Patagonia Threatens the White House with Lawsuit Over National Monument Order

Patagonia Threatens the White House with  Lawsuit Over National Monument Order

All national monuments created since 1996 are to be placed under review by the Department of the Interior according to a new executive order signed by President Donald Trump. On Wednesday, April 26th, the outdoor retailer Patagonia threatened to sue if the executive order was placed into action.

The CEO of Patagonia, Rose Marcario, said that Trump doesn’t have the authority to undo the designation of a National Monument placed by an earlier president. The retailer has already been involved in a legal battle over two monuments that Obama designated in the last days of his presidency, and they are prepared to continue that fight to protect the national treasures of the United States.

Marcario went on to say that the brand was watching Trump and his administration closely for legality, and they are more than willing to take the fight to court to protect the landscapes of the nation. Patagonia has increased its position as a politically-charged brand since right before the election in November. On Black Friday, the brand made an amazing $10 million in sales, all of which they donated to help save the environment. Before the election, they spent upwards of $1 million on a campaign to get people to vote.

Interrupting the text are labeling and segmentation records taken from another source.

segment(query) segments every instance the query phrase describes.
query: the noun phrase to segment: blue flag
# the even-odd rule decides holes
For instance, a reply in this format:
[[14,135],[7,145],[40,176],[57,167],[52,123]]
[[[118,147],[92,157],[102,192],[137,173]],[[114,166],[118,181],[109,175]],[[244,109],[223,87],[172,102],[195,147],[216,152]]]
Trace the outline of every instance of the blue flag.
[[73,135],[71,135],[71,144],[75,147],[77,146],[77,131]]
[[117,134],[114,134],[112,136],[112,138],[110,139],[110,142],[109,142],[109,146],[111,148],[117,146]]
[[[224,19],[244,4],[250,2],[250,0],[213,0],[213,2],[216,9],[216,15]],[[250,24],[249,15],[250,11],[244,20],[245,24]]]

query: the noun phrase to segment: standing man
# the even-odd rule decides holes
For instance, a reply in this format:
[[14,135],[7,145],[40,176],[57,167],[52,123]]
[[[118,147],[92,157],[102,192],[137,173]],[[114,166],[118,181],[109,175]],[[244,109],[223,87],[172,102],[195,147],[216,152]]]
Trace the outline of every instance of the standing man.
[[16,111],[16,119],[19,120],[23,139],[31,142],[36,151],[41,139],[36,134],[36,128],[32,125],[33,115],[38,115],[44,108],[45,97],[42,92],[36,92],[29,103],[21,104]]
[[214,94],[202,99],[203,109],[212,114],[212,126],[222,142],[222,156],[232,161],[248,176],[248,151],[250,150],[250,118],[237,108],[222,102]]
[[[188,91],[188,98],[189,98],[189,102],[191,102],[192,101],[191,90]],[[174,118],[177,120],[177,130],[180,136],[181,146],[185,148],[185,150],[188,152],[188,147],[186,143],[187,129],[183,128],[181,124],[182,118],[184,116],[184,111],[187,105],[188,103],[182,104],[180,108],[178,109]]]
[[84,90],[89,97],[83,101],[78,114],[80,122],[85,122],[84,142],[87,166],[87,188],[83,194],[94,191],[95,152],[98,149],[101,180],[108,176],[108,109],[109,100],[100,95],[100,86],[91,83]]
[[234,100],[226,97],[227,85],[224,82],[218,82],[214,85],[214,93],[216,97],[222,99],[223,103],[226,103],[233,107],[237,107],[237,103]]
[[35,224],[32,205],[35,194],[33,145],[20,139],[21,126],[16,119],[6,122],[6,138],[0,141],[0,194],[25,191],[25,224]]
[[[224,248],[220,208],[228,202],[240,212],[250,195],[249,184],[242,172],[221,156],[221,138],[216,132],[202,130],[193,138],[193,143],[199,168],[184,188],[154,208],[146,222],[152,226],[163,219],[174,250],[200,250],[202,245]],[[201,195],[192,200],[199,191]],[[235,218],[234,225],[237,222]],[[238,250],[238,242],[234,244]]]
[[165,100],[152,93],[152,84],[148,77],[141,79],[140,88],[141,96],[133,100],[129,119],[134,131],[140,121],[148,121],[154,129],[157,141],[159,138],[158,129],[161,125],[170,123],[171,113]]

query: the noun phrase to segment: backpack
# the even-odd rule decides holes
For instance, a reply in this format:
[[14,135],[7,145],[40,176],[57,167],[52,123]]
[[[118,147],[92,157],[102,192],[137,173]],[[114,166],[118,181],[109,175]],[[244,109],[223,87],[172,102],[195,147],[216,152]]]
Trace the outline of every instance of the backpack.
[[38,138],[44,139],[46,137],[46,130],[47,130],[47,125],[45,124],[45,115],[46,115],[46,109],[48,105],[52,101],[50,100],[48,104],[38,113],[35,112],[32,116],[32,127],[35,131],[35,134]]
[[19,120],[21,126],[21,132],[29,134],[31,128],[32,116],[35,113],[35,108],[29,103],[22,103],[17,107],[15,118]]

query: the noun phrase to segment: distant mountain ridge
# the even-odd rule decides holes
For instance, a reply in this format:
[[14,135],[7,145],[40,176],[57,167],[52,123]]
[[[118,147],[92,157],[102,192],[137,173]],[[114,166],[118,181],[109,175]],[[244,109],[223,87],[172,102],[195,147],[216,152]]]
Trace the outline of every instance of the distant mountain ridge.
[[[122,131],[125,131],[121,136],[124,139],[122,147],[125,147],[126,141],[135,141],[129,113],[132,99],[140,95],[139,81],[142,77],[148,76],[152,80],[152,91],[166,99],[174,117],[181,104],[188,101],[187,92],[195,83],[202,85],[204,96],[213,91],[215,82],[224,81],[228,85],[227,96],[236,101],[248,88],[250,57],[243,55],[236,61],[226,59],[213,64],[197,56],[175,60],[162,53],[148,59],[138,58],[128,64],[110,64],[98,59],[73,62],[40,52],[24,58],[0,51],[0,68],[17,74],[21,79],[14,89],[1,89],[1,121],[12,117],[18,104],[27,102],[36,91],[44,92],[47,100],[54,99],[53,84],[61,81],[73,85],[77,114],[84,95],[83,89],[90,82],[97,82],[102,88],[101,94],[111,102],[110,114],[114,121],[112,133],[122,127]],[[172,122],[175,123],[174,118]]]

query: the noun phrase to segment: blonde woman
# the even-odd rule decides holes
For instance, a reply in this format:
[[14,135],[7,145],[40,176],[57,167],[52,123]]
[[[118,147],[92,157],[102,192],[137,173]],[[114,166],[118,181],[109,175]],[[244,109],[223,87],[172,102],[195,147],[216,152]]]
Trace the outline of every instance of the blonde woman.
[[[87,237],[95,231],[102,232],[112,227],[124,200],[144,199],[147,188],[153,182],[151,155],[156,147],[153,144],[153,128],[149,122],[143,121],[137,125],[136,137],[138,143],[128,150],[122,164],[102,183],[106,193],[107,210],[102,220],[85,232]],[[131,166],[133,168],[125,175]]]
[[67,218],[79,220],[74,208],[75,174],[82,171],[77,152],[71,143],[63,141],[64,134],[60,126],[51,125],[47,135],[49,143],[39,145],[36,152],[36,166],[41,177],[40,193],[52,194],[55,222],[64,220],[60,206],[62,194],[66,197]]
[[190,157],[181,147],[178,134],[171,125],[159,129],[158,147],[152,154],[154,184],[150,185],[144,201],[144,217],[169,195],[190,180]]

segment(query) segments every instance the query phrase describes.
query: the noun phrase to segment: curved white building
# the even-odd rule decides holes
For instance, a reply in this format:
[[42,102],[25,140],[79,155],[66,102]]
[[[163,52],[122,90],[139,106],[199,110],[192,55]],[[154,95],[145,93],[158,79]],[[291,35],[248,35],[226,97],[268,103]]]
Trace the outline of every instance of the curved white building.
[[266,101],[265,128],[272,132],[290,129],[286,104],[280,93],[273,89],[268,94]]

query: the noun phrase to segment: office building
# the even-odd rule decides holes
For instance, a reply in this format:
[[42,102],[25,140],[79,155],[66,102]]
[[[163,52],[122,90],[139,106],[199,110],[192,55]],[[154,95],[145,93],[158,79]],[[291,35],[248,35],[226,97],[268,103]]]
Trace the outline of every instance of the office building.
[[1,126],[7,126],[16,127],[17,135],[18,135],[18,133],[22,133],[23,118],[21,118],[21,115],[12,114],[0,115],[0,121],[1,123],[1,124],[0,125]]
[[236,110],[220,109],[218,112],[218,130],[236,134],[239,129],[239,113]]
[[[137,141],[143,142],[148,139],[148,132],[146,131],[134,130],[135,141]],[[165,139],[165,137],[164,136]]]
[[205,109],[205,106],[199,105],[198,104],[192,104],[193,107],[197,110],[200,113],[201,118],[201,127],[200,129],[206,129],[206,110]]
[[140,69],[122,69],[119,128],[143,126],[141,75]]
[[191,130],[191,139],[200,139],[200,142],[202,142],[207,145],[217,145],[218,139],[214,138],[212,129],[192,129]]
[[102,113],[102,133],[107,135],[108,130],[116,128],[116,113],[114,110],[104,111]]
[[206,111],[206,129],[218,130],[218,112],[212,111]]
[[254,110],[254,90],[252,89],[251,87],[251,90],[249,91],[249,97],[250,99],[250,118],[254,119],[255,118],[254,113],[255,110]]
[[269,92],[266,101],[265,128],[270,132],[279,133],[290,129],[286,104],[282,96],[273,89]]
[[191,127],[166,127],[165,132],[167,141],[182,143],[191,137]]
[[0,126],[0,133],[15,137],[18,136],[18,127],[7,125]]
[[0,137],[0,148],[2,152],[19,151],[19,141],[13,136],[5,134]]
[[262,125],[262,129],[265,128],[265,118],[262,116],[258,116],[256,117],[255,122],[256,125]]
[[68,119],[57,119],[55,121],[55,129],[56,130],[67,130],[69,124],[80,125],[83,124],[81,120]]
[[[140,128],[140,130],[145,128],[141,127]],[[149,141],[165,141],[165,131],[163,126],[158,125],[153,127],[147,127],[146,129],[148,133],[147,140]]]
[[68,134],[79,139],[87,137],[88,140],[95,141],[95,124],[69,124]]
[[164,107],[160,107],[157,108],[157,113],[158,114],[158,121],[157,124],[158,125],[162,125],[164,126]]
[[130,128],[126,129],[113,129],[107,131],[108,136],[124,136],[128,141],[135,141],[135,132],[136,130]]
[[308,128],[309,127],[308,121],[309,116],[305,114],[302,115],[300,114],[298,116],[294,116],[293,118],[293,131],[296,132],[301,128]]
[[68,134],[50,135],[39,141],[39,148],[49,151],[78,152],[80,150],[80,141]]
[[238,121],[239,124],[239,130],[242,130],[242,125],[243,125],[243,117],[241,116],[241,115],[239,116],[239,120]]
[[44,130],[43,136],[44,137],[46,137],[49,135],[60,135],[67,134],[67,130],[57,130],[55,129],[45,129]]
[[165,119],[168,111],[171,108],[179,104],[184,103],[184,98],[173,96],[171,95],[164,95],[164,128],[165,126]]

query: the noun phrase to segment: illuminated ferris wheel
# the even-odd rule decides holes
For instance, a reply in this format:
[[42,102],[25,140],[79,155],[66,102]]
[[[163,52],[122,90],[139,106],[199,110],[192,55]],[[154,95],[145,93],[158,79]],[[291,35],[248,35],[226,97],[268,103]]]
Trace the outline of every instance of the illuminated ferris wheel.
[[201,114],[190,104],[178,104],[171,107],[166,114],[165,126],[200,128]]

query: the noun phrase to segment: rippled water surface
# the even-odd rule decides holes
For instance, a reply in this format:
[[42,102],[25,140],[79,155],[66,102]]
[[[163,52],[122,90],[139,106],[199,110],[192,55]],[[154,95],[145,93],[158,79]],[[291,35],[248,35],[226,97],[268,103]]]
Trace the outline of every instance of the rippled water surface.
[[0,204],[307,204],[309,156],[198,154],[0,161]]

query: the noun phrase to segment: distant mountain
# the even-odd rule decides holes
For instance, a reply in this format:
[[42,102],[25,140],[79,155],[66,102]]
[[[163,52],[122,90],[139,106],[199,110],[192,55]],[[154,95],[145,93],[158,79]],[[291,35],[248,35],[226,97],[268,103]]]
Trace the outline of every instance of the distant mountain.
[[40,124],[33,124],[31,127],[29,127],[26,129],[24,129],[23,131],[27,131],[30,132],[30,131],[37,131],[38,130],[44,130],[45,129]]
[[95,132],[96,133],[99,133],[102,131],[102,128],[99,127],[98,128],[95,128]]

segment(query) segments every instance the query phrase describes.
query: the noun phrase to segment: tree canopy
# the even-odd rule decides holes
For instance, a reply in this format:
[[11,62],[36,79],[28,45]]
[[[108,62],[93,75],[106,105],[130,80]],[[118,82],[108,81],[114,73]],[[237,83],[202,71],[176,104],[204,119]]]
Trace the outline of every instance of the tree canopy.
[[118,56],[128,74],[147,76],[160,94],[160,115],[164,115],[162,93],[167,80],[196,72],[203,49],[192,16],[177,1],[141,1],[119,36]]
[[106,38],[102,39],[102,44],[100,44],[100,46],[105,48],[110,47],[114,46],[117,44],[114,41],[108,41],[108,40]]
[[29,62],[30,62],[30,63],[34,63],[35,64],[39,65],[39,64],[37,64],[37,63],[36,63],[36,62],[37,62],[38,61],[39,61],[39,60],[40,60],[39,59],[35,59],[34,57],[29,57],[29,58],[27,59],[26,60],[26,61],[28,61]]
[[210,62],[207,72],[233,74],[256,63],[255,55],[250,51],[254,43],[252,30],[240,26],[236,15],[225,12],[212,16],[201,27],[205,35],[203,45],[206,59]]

Before Obama left office, he and his administration designated 1.35 million acres of land in Utah as Bears Ears National Monument. Many Republicans lambasted the decision and called it nothing more than a federal land grab. They have since pleaded with the Trump administration to remove that designation so those lands can be sold and industrialized. The new National Monument was created under the authority of the 1906 Antiquities Act.

Patagonia has publicly stated that they will work with every bit of their power to help ensure that monument remains. To demonstrate their resolve, the retailer decided that it would not attend any trade shows in Salt Lake City, Utah, where the governor had formally requested that the national monument designation be rescinded. The executive order that Trump signed does not undo the designation, but it gives the Department of the Interior instructions to review those designations, so they could be reversed in the future.

When Trump signed the order, he said that many of the leaders in the community were concerned about preserving the land, yet they were also concerned with what he called the ‘land grab’ of the federal government. He went on to say that this order would help free up that land, despite the fact that doing so would drastically decrease the likelihood of the land being protected.

If Trump is successful in having these national landscapes returned for sale to the public, he will be the first president to ever rescind a designation of a National Monument by way of the Antiquities Act. There is no precedent for such an event, but there is also no direct language in the Act that prevents a president from doing so. Some experts believe that a president can only alter the designation, but not completely remove it.

This is just one example of how the Trump administration is fighting to remove public lands and sell them back to the public. A new law was just enacted in January that made it easier to transfer lands from the federal government to private developers of states, and that alteration could see the sale of nearly 3.3 million acres of previously protected or preserved land. That is an area roughly the size of Connecticut.

The Trump administration is supposed to serve as stewards of the public lands, but they have shown they have no interest in protecting those spaces. Indeed, it seems as if they are prepared to do exactly the reverse.